Au Togo, le Comité de Coordination pour les Filières Café et Cacao (CCFCC) promeut le secteur du cacao. Cela passe par l’édification, à Abréwankor (préfecture de Wawa), d’un centre de traitement post-récolte reconnu comme modèle d’excellence.
Installé sur une superficie de 1,37 hectares, le site s’appuie sur des installations récentes : un entrepôt capable de stocker 25 tonnes, un espace de fermentation de 78 m², cinq tunnels de séchage de 10 mètres chacun, ainsi qu’un bloc sanitaire. S’y ajoutent deux dortoirs, un vestiaire, une conduite d’eau potable et une électrification solaire. Le dispositif comprend aussi des moyens motorisés (motos et tricycles) afin de faciliter la collecte du cacao auprès des 13 villages de la préfecture de Wawa participant à l’initiative.
Entièrement financé par les ressources du CCFCC, à hauteur de 160 millions de francs CFA, le projet a lancé ses travaux en octobre 2025. Il reprend l’approche de centres d’excellence déjà testés au Cameroun, où des résultats concrets ont été constatés.

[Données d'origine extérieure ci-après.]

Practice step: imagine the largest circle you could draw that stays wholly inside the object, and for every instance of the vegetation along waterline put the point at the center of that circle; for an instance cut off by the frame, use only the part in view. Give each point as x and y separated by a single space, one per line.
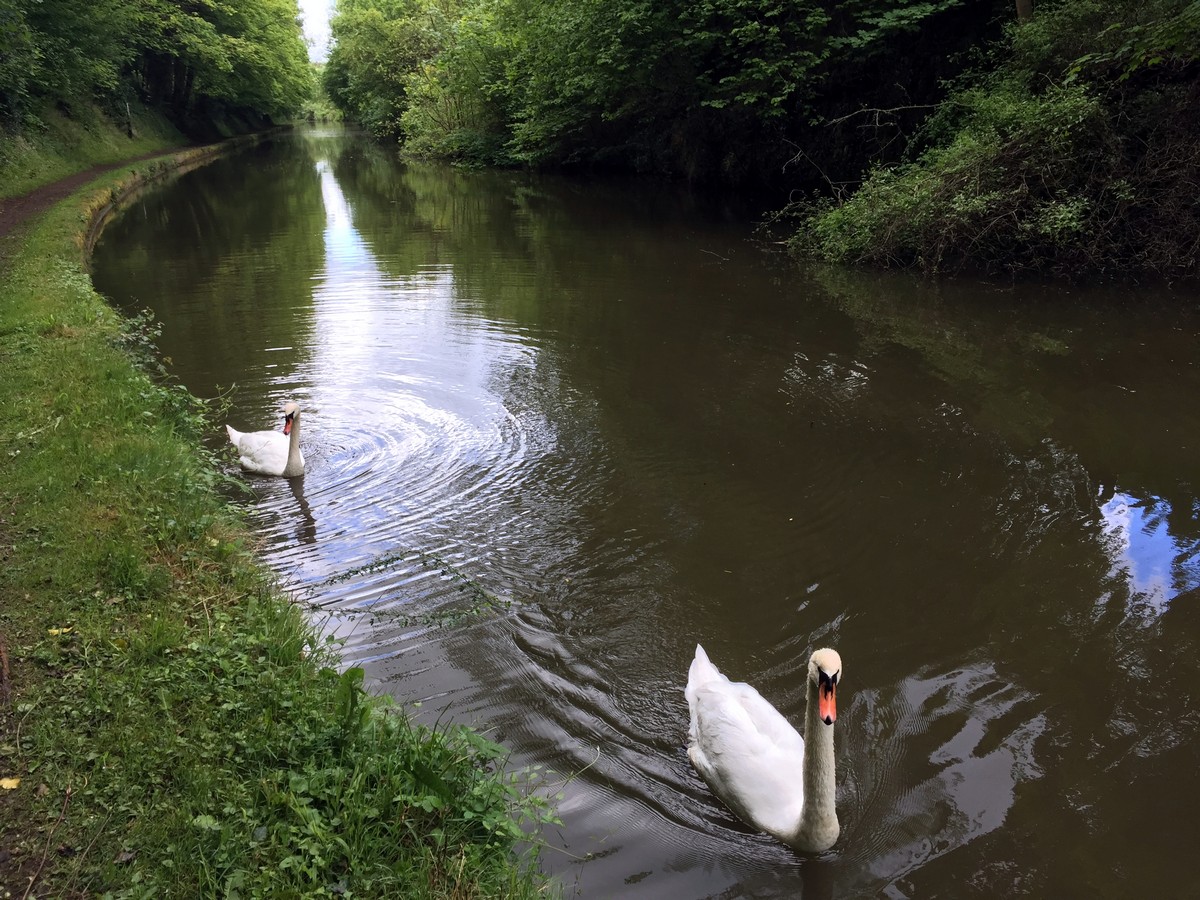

Selon le Secrétaire général du CCFCC, Enselme Gouthon, cet équipement répond à une urgence économique pour les producteurs togolais. En effet, ils sont encore trop fréquemment soumis aux variations du marché international.
« En raison de sa cotation en bourse, le cacao subit de plein fouet les fluctuations du marché international. À chaque occasion, le producteur se retrouve face à la baisse de cette matière première. Pour protéger durablement les revenus du paysan, le dispositif le plus efficace consiste donc à l’accompagner afin qu’il rehausse la qualité de ce qu’il produit. Ainsi, ses ressources progressent et le produit dégage une valeur ajoutée », a-t-il expliqué ce mardi 12 mai 2026, lors d’une conférence de presse tenue à Lomé.
La qualité constitue le cœur de cette initiative. Grâce à ce centre, le cacao togolais pourrait viser des marchés de niche, très demandeurs, et en tirer une plus-value appréciable.
« À la sortie du centre d’excellence, le produit peut être commercialisé sans hésitation à un niveau correspondant au double du prix pratiqué sur le marché. Et même au-delà de ce double », a souligné M. Gouthon.
Former pour mieux valoriser
Le centre est pensé comme un levier concret pour la formation et l’élévation des compétences de l’ensemble des acteurs de la filière.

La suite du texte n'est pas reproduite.